What a crazy two years we’ve been through! But we made it! Pat yourself on the back – you deserve it. You pulled yourself through the isolation, the restrictions, and the stress of our Covid-governed lives.
We put a lot on hold during these past two years. Packed on a few pounds. Got used to extended periods on the couch. But you know what? Its time to get back in gear and start returning to our normal lives. Yes, continue to exercise the measure of healthcare caution that you believe to be prudent – but no more excuses to not exercise regularly.
But Don’t Jump Back In at 100%
We remember how we approached exercise before laying off. We don’t want to jump back to that level immediately after a long period without physical activity for health. What we need to do is work gradually back to our prior levels of exertion if that is practical.
And we’ll throw in an important word of caution. Don’t restart an exercise program after a long layoff until you’ve chatted with your doctor. Tell her and him what you plan to do. Ask their advice. Follow it.

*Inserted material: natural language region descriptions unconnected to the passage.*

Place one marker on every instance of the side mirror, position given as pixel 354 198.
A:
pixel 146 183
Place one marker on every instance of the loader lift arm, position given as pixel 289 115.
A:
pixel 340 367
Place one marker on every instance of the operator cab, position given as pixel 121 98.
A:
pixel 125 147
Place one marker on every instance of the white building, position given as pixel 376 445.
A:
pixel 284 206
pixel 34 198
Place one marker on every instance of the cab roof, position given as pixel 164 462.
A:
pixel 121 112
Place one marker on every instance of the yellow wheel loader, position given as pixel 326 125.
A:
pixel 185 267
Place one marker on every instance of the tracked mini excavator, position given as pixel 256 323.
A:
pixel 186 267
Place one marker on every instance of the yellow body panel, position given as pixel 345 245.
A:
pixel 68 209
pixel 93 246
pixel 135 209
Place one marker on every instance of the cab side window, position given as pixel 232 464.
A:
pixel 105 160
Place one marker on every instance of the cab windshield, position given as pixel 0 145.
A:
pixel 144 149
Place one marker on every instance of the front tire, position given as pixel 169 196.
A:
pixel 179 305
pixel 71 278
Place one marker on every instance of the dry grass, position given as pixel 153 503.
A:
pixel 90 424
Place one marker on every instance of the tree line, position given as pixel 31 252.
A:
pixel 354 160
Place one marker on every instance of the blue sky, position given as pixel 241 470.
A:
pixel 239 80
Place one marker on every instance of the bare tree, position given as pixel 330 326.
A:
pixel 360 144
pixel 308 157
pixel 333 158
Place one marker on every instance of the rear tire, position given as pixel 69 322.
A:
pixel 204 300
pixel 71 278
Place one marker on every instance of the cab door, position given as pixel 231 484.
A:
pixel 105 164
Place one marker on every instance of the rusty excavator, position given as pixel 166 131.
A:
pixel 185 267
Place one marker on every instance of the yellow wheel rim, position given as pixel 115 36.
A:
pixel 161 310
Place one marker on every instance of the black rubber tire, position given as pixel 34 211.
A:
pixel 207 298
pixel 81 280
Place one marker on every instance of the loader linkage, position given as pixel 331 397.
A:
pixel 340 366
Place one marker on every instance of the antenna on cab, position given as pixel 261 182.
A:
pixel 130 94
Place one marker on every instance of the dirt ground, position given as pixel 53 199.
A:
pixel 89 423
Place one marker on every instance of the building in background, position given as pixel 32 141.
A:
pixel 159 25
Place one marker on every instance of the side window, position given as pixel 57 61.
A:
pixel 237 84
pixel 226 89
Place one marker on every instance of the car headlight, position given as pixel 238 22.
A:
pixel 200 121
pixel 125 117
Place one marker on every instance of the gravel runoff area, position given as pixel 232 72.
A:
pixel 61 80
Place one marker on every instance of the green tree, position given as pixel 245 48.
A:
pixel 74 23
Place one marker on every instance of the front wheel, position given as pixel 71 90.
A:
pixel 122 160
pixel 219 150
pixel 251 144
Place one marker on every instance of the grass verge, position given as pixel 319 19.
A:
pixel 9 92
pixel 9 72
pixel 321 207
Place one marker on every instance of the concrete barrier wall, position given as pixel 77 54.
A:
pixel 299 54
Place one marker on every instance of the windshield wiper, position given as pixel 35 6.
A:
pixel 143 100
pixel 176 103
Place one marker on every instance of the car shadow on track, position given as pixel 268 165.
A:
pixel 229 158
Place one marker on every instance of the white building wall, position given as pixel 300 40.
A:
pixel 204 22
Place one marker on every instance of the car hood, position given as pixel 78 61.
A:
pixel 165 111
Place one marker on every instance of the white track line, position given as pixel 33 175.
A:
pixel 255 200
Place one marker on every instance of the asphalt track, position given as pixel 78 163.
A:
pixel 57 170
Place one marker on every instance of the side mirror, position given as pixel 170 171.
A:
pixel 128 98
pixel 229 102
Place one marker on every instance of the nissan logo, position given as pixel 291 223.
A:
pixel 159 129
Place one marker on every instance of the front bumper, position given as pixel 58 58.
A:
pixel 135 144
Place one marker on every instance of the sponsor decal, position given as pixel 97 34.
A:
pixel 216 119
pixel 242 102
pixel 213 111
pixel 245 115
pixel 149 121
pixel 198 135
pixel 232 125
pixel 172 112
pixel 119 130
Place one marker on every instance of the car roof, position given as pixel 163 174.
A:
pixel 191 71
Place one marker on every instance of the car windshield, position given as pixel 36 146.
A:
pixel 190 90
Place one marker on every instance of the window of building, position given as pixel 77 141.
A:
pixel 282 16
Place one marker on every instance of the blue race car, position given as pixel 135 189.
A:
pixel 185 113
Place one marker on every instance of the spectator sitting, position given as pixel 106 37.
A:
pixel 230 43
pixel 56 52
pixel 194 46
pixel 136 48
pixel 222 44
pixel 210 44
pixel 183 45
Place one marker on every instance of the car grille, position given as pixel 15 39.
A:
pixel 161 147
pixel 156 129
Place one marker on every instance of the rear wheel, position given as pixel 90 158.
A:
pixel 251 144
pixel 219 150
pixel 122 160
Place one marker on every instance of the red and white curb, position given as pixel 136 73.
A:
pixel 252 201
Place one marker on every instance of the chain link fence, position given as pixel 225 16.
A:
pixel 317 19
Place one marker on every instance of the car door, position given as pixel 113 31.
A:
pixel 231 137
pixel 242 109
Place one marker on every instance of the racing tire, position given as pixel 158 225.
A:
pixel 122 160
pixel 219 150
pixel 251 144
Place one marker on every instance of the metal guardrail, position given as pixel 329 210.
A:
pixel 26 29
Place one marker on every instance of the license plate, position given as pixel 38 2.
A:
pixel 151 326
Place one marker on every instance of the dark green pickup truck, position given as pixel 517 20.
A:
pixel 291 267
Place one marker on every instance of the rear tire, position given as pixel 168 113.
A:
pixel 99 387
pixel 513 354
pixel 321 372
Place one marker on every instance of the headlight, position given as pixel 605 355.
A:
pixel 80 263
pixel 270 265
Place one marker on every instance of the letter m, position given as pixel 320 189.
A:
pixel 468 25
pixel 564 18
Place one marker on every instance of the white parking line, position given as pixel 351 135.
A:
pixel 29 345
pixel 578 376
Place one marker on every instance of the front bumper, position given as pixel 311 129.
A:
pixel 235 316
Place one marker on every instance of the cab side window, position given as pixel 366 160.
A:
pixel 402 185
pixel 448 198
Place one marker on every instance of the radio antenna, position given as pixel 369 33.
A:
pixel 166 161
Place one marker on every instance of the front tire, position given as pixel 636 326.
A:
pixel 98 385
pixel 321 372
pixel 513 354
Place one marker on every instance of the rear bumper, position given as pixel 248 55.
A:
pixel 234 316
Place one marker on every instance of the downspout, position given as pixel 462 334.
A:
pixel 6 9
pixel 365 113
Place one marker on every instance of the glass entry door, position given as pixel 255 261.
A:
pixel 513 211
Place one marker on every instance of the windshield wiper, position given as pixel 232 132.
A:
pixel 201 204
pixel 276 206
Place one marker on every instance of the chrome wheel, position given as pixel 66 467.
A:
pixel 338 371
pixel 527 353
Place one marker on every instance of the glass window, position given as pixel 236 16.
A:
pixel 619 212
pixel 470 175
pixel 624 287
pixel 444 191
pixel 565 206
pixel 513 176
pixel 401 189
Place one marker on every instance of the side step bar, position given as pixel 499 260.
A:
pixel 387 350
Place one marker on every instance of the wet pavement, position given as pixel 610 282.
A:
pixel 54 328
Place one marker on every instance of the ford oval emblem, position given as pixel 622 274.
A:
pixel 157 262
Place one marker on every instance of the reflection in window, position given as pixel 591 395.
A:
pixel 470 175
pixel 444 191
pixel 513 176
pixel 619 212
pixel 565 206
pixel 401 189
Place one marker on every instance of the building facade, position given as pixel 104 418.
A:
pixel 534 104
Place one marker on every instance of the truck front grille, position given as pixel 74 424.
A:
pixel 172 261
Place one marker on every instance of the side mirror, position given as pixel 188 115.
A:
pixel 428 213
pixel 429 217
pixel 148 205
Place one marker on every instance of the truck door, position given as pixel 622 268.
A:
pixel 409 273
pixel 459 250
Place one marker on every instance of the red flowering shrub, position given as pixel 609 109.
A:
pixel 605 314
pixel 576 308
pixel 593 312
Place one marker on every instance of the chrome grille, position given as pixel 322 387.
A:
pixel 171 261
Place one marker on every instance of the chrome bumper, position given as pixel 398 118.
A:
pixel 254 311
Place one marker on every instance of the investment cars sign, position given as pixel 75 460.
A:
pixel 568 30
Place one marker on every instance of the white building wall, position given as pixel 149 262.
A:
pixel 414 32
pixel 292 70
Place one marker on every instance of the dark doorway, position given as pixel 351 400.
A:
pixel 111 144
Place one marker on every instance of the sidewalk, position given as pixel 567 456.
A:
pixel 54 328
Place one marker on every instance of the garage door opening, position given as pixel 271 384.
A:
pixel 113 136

As you get started, be realistic about what levels of effort are practical. For most people, you won’t be able to do things immediately that you once could. But don’t get frustrated. Set initial goals that will ease you back into a routine where you don’t overdo it. Let your musculoskeletal system get used to things before you gradually increase activity. You don’t want to overstress muscles, tendons and joints that have been sedentary to a point of injury on your first day out.
The most important thing in your early days of returning to exercise is to just do something on an easy basis. Rest assured – progress will follow.
Add Strength Training
Fast walking or running are great cardiovascular exercises. But to prevent injury, keep cross-training in mind. Mix up your workouts – tennis, golf and basketball all work to name a few.

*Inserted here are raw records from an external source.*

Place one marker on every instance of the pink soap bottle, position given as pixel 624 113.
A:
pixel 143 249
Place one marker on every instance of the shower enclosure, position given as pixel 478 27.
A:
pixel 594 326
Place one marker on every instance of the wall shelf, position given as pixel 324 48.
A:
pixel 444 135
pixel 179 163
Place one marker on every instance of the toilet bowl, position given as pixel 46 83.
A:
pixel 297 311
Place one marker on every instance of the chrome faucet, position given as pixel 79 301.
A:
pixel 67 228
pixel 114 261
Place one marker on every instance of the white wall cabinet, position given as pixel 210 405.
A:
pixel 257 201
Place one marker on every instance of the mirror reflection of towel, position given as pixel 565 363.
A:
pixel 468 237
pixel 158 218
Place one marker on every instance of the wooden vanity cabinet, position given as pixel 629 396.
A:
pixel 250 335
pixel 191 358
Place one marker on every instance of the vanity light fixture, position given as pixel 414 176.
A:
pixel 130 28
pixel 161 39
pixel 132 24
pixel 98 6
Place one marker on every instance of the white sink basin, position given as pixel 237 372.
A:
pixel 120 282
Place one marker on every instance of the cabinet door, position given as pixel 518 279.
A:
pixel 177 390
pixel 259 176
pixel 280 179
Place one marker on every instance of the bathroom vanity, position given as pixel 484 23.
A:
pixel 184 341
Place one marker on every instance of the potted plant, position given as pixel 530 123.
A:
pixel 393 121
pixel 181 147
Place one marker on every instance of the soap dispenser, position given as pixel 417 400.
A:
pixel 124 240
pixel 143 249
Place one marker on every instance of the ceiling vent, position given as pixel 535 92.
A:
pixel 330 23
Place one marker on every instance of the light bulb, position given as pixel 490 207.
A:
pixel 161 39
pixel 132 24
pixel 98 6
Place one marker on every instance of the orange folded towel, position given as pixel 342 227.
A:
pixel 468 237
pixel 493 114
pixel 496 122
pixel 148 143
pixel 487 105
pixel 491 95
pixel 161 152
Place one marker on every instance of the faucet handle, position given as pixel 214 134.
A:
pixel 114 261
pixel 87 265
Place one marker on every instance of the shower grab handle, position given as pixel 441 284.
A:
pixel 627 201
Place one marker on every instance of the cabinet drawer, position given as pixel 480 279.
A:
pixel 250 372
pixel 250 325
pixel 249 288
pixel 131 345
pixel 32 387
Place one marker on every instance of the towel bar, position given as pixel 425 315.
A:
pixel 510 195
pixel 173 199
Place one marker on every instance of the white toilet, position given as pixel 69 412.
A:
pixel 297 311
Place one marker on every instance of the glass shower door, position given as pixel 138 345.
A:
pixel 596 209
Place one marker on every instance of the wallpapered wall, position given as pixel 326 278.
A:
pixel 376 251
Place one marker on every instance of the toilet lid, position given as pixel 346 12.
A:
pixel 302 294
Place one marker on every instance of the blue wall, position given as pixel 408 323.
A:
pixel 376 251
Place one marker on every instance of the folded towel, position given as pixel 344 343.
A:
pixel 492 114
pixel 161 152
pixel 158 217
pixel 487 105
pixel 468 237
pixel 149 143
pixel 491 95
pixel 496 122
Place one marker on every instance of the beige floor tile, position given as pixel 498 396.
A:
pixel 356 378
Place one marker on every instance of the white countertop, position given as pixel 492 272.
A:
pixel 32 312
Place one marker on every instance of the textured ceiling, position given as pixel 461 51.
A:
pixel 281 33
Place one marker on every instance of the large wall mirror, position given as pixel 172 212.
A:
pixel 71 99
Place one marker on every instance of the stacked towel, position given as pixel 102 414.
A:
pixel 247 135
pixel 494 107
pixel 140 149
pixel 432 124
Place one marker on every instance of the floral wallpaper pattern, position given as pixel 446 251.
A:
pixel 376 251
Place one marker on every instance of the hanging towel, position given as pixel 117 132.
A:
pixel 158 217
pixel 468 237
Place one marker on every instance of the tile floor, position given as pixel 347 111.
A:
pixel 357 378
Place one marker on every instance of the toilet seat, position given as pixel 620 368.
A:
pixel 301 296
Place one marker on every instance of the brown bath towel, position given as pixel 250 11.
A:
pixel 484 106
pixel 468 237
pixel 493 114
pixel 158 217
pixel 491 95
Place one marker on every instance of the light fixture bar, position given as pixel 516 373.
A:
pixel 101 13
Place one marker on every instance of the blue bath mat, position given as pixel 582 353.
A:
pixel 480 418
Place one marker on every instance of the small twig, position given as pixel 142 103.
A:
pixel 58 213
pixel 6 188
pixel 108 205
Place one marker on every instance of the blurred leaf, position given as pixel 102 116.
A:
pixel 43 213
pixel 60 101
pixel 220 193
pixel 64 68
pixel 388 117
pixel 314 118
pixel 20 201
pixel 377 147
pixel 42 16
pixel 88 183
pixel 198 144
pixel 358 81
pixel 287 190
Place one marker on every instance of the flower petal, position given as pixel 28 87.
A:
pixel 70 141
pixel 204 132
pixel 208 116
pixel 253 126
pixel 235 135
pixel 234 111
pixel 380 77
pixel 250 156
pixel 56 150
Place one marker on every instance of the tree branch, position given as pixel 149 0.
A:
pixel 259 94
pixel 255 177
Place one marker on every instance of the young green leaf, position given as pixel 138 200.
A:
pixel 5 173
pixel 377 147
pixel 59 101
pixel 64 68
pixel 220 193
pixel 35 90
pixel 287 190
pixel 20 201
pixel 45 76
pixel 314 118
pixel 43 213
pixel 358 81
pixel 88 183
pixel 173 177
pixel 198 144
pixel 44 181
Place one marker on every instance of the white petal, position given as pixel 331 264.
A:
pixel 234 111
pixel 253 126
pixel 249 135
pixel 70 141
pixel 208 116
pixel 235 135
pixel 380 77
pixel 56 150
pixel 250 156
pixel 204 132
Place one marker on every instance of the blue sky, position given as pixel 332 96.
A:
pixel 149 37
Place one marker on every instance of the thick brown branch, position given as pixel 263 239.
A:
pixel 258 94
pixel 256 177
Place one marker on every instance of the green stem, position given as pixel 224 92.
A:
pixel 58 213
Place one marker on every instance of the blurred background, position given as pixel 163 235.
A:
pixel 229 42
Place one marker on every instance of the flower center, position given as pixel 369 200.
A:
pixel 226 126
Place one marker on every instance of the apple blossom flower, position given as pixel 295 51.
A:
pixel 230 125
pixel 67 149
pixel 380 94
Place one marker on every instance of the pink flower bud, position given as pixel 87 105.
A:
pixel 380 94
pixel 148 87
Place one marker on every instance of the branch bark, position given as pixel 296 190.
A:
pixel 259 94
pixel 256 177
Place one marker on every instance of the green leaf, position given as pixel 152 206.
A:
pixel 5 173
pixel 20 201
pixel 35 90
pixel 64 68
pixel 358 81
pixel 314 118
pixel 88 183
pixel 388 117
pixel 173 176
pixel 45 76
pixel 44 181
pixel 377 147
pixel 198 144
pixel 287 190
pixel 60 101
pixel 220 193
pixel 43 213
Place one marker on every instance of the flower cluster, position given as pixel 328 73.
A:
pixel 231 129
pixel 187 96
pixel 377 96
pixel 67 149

But also focus on strength training. The older that you get, strength training becomes even more important as weakened muscles can lead to joint pain.
If You Do Push Yourself Too Hard
If you do end up pushing yourself too hard and get injured, rest is important. It can also be frustrating also as you’ve mentally gotten yourself back to be committed to an exercise routine – and now your injury means a break from that while the injury heals.
But there are no shortcuts to recovery other than taking a break from the exercise that caused the injury and taking an anti-inflammatory over-the-counter medication such as ibuprofen. You can also use the RICE routine (Rest, Ice, Compression, Elevation) to help recovery along. Hopefully the injury will prove to be a lesson learned, and you’ll be more careful as you ease back into activity when you are ready again.
Make Your Exercise Fun
Choose an exercise activity that you like to do. If you hate running, choose something else that with provide you with a sustained cardiovascular workout. For some, finding activities that have a social component is important to stay motivated. Others are inspired by tracking their progress with the myriad of fitness tracking devices, such as Fitbit, that are now available.
Keep your goals specific, realistic and obtainable. Give yourself adequate time to achieve them. It won’t happen right away. But if you keep at it, you will enjoy results – and the personal satisfaction that goes with it.